I think you’re right 100%, this is business and they don’t want to play their cards too quickly, but my bet is the M&A activity really heats up once some of these deposits like AVL’s and QRM’s are much more defined and the PEA and metallurgical work is figured out.
It would be good to get this done for them, putting on my business hat, before Chinese official policy forces REE prices skyward I think, so we may see a lot of activity this fall I would guess.
But the idea that the Chinese could lock up a supply like AVL’s or QRM’s (which I am betting is going to be the biggest REE find to date outside China – the mineralization results are absolutely outstanding) for a paltry $1B or so (pocket change for the Chinese) makes absolute sense.
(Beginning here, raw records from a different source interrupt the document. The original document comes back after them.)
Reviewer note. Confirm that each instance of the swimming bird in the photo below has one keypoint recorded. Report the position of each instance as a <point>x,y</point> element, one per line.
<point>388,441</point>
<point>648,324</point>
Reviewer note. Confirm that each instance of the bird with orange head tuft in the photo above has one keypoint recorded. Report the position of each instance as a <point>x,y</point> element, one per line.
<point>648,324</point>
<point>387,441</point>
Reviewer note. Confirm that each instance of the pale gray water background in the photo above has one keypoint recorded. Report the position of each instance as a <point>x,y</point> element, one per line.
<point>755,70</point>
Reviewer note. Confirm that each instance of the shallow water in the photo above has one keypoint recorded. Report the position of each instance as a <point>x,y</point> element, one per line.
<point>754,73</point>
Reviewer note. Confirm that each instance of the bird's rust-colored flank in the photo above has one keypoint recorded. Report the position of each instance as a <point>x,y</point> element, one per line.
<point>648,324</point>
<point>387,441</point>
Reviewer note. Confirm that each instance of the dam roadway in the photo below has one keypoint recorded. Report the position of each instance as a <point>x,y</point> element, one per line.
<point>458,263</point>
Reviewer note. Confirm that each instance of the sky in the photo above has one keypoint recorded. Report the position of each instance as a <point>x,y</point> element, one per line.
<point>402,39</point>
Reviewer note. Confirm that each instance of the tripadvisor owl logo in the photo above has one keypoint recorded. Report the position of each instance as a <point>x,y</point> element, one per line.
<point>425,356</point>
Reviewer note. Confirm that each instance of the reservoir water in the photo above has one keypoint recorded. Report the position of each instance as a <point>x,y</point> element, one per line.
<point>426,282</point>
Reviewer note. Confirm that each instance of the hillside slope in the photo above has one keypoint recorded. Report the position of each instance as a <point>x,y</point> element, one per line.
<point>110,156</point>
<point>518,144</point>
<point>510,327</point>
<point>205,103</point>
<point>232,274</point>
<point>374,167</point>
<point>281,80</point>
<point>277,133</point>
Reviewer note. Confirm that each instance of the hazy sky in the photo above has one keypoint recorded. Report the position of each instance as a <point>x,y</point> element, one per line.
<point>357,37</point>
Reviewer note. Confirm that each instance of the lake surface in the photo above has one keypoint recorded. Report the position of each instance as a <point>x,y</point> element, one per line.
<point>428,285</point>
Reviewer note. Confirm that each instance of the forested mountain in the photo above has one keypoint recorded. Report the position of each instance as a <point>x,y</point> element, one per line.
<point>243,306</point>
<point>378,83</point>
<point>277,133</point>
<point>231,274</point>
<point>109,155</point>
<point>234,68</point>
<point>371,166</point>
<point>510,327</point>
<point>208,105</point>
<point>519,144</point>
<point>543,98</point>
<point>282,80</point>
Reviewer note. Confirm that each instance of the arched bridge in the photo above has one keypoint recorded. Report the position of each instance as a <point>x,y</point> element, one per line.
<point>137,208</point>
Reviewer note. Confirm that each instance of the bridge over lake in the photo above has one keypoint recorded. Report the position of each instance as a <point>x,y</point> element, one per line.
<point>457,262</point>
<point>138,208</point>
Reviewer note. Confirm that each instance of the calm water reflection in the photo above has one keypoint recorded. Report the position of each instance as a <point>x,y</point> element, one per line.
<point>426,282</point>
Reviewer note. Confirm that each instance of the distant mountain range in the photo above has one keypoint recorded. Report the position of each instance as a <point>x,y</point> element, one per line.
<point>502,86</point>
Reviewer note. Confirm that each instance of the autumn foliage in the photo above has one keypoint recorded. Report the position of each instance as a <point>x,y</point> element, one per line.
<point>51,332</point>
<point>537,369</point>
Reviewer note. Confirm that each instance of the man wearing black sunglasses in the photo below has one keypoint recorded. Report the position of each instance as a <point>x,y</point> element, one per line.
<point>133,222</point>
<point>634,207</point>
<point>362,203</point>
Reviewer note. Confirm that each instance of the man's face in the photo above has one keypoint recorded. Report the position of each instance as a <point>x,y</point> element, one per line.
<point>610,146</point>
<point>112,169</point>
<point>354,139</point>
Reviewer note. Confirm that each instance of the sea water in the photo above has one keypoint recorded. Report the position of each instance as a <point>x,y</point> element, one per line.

But I think the Chinese are going to want something with HREE in good supply. AVL is about 20-25% and QRM is about 50% and mid-40s in the lower grades.
Interesting times are ahead. My thinking is that Moly may take another run at GWG or (given the history there where they tried to essentially steal a solid asset from GWG) they may try to get RES, which has its own processing capabilities.
But I guess my question to you Mr. Lifton, is there any reason you can think of where the Chinese don’t try to make a “strategic” purchase of either AVL or QRM just to lock down the resources? Or do you think they will try to stick with Australian deposits — but those really don’t have solid supplies of HREEs? The Chinese were willing to purchase a majority ownership in Lynas for over $450M, I don’t know why they just don’t try to take out an entire company in Canada for $1B and be done with it.
Many thanks for your thoughts.
There is one big obstacle to consider the PGM contents of a car as a retrievable capital: using the car disperses high amounts of nanometric PGM along the roads, which will not be re-imbursed by the recyclers.